Adam Burke at the Queensland University of Technology lead-authored a paper “State Snapshot Process Discovery on Career Paths of Qing Dynasty Civil Servants” that introduces a new process mining technique he calls ‘state snapshot process discovery’ and illustrates it by application to our CGED-Q JSL data on the careers of jinshi officials. I am a co-author. The paper has been accepted at the 5th International Conference on Process Mining (ICPM2023), in Rome, Italy, in October 2023.
Here’s the paper: https://doi.org/10.1109/ICPM60904.2023.10271942
Adam also has a blog entry about the paper.
Here is a figure from the paper that summarizes the empirical reconstruction of the careers of first and second tier (一甲 and 二甲) jinshi in the years after they earned their degree. One of the attractions of the CGED-Q JSL for demonstrating this technique was that there were canonical career pathways specified by regulations for such high-ranked degree holders, thus it was possible to assess whether the empirical results derived from the data were consistent with the canonical career pathways. We hope that extensions of this technique, and possibly other techniques, can be used to explore the trajectories of officials with more mundane qualifications.

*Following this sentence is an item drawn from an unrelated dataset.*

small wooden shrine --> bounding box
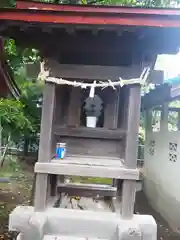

This was a fun and interesting collaboration. My main contribution was to help Adam and the other collaborators (Sander Leemans and Moe T. Wynn) understand the data that we provided, and advise on adjustments to accommodate undocumented or otherwise unanticipated features of the data in successive iterations, and then assist in the writing of sections related to the data and the historical context, background on the social science studies of careers, the interpretation of the results.
We are happy to collaborate with computer scientists and other researchers developing techniques for understanding careers and trajectories more generally in complex longitudinal data, who need data like the CGED-Q to showcase their approaches.